Life on a cattle ranch is usually different every day, but in the winter months one thing that is pretty consistent is feeding.


Our area got pretty lucky with a nice fall green-up this year, and many ranches didn't have to start full feeding all of the cows & heifers until just recently. 

A full feeding is when every group of cows gets their daily requirement of forage from hay that is fed to them.  A partial feeding is when the guys feed a percentage of the forage requirement, and the cows graze the remainder. 

At Double M, they had some groups that into December had enough grass in the pastures that their entire daily forage requirement was provided, and no hay was needed.

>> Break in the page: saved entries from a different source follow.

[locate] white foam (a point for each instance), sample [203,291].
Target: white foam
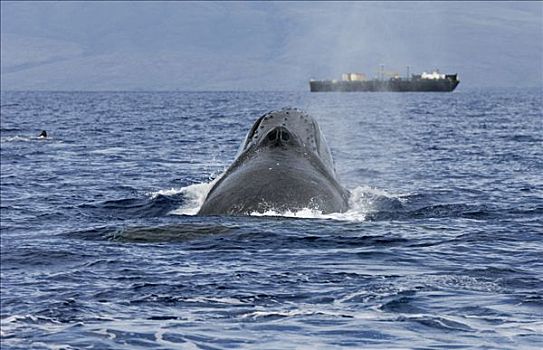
[361,203]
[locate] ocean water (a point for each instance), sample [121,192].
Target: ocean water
[441,248]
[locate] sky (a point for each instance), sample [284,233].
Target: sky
[208,46]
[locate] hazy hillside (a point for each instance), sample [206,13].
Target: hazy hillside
[262,46]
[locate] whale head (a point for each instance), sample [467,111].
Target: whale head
[289,129]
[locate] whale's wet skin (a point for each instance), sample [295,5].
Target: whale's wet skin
[285,164]
[439,246]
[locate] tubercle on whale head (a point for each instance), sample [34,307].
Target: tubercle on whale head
[286,128]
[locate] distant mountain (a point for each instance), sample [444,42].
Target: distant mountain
[262,46]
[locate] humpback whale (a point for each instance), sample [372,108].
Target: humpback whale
[284,164]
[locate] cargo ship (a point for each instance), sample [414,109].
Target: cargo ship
[351,82]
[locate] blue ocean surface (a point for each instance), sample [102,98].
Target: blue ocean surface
[441,247]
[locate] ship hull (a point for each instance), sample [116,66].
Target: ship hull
[421,85]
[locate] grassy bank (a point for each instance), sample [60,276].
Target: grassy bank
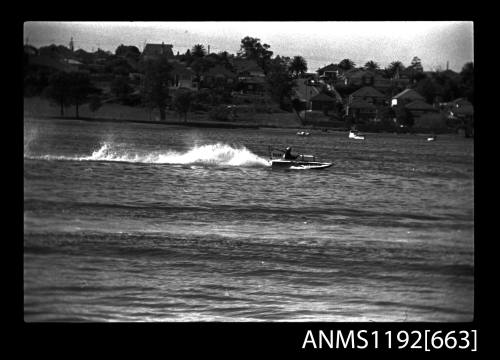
[41,108]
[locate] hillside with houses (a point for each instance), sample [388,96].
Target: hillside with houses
[254,86]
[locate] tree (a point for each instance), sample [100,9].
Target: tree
[395,68]
[371,65]
[154,89]
[198,51]
[252,49]
[72,88]
[416,64]
[416,70]
[347,64]
[80,88]
[121,88]
[428,89]
[467,81]
[182,101]
[298,66]
[280,84]
[95,103]
[56,90]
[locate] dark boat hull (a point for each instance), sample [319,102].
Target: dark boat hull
[299,165]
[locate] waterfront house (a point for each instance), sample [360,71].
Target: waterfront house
[153,51]
[250,76]
[219,76]
[405,97]
[329,73]
[368,94]
[360,109]
[461,109]
[182,76]
[419,107]
[322,102]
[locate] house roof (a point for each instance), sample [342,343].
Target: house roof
[460,102]
[361,104]
[180,69]
[409,94]
[368,91]
[158,49]
[331,67]
[322,97]
[49,62]
[419,105]
[220,70]
[463,110]
[243,65]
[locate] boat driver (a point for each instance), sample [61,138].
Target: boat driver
[288,154]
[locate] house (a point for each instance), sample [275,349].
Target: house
[153,51]
[182,76]
[51,63]
[219,76]
[405,97]
[247,68]
[361,109]
[30,50]
[329,72]
[460,109]
[368,94]
[419,107]
[323,102]
[250,76]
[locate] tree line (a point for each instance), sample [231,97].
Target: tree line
[152,90]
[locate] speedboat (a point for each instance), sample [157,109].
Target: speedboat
[300,162]
[354,135]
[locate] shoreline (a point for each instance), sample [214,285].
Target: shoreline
[215,124]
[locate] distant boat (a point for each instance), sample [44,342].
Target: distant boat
[354,135]
[300,162]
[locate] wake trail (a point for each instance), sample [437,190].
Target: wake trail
[218,154]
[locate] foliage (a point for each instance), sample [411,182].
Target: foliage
[128,51]
[371,65]
[155,84]
[467,83]
[394,69]
[182,101]
[280,84]
[72,88]
[95,103]
[121,88]
[252,49]
[198,51]
[347,64]
[298,65]
[404,116]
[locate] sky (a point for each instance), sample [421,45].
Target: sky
[436,43]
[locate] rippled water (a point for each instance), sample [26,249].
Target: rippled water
[140,222]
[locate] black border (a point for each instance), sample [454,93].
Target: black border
[240,339]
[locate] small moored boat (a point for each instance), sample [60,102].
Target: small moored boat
[355,135]
[299,162]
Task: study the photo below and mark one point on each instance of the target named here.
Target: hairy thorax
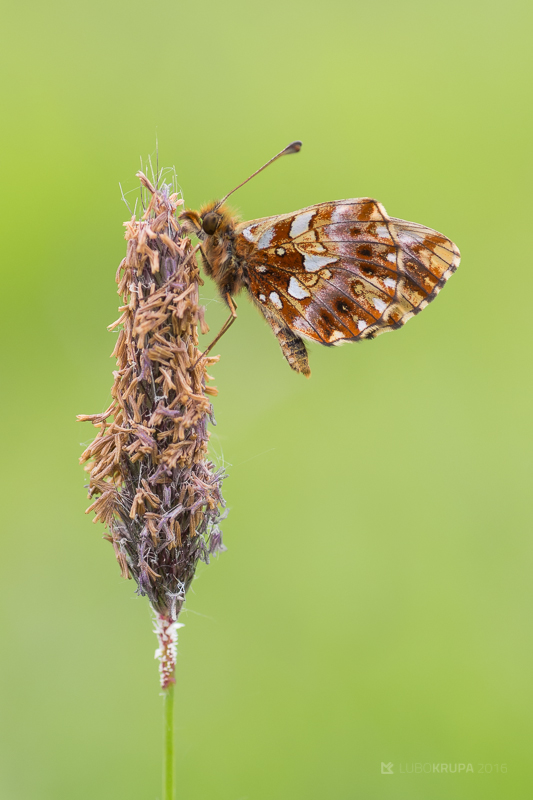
(218, 254)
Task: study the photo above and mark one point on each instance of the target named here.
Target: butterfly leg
(227, 325)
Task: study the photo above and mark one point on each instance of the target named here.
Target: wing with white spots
(343, 271)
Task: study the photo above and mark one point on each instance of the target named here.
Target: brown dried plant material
(153, 484)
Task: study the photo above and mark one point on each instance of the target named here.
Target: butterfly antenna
(293, 147)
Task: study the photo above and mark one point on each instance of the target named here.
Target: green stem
(168, 744)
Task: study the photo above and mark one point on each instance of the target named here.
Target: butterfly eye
(210, 223)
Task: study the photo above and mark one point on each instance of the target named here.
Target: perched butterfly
(332, 273)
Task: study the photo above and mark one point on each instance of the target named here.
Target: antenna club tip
(293, 147)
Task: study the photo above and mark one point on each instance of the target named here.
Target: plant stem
(168, 744)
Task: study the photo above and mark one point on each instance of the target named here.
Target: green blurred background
(374, 603)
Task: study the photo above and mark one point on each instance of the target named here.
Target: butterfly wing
(345, 270)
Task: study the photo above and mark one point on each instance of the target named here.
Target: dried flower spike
(153, 484)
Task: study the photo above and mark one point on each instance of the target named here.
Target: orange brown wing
(345, 270)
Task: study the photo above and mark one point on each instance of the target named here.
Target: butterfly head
(213, 220)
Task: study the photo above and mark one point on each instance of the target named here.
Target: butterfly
(335, 272)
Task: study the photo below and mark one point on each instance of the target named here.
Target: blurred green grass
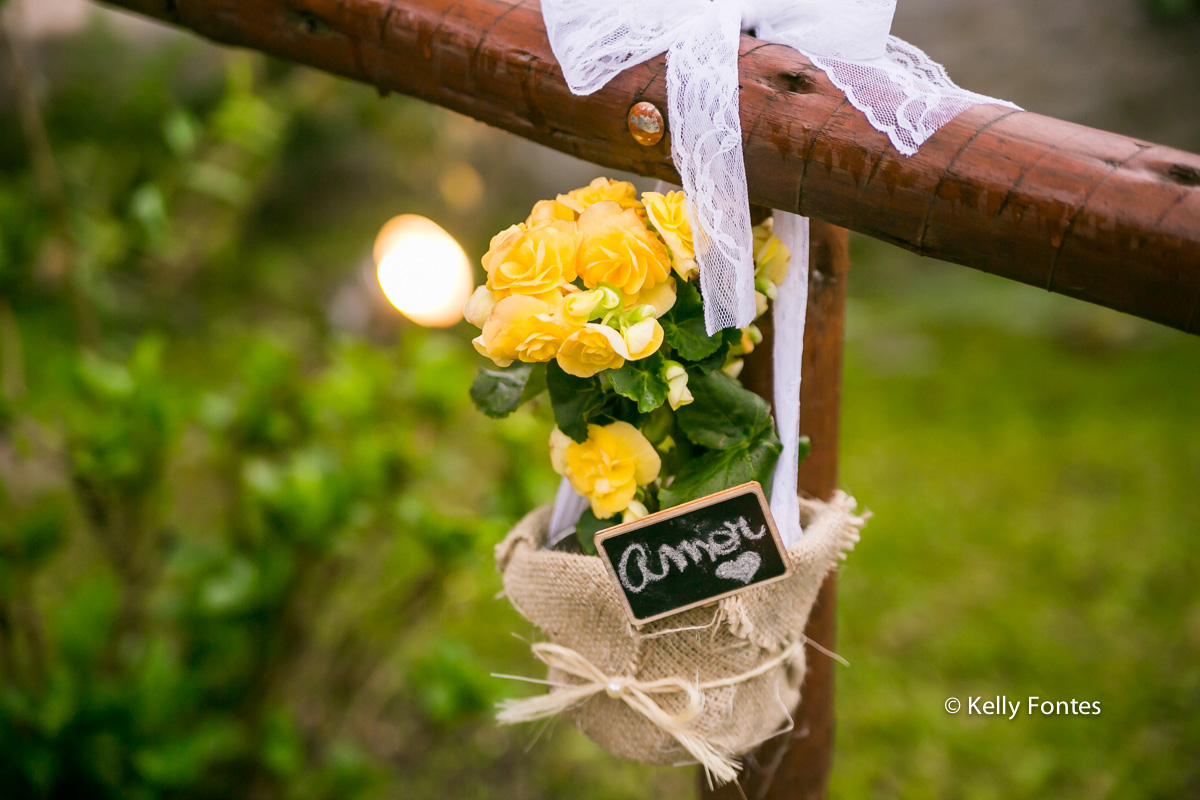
(1032, 464)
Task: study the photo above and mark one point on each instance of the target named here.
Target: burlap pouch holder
(705, 685)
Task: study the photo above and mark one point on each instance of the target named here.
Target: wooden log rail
(1091, 215)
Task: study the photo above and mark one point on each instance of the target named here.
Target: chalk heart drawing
(741, 569)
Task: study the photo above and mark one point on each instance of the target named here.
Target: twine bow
(639, 695)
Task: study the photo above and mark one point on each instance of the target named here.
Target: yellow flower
(642, 338)
(550, 210)
(669, 215)
(598, 191)
(609, 467)
(618, 248)
(591, 349)
(771, 256)
(521, 329)
(532, 259)
(478, 306)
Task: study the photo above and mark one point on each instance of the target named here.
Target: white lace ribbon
(901, 91)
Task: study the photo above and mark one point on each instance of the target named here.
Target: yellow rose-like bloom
(532, 259)
(618, 248)
(771, 256)
(623, 193)
(609, 467)
(669, 215)
(591, 349)
(550, 210)
(521, 329)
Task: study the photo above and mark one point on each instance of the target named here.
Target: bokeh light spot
(423, 270)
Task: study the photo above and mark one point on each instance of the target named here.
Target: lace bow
(900, 90)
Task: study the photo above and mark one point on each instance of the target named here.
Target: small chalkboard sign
(695, 553)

But now that we're in January, all groups are being fed a full feeding each day.
Holding off on not having to full feed everything later into the year saved resources; obviously the cost of hay - since you're not feeding it and cows are out grazing grass that's already there, but also labor & time.  Now that they guys are full feeding every group, there are three feed trucks running each day, with two people per feed truck - one to drive, and one to flake hay.  Feeding usually takes each team a few hours, to get around to all of the groups.

Sometimes when the ranch is short people, the guys will feed by themselves.  (Unfortunately, a lot of ranchers have to do this every day.....Double M has enough crew that it's a rare occurence.)   They'll choke the throttle so the truck doesn't need someone to push on the gas pedal, put it in low and strap a bungi-cord to the steering wheel so that the truck drives straight.  Once the truck is started, the guy jumps onto the deck and starts to flake hay - all the while hoping that the truck drives straight, doesn't hit anything (or any calves) and doesn't go over any big bumps.  You can see why they try to avoid doing this; but honestly, some days it has to happen. 

The guys also check cattle for sickness while they're out feeding.  Usually the driver does this, since they have a good view and aren't distracted by flaking hay.  This is one of the most efficient times of day to check health since all of the cattle come to the feed truck.....if one doesn't come, or comes slowly, or with an ear down, you know that something is up. 

So the trucks will keep rolling and the hay will continue to be flaked, with the end goal of a cow in proper condition when she gets turned out this spring.

And by then, the guys have usually had their fill of feeding every day, and are usually ready to park the trucks and open the gates!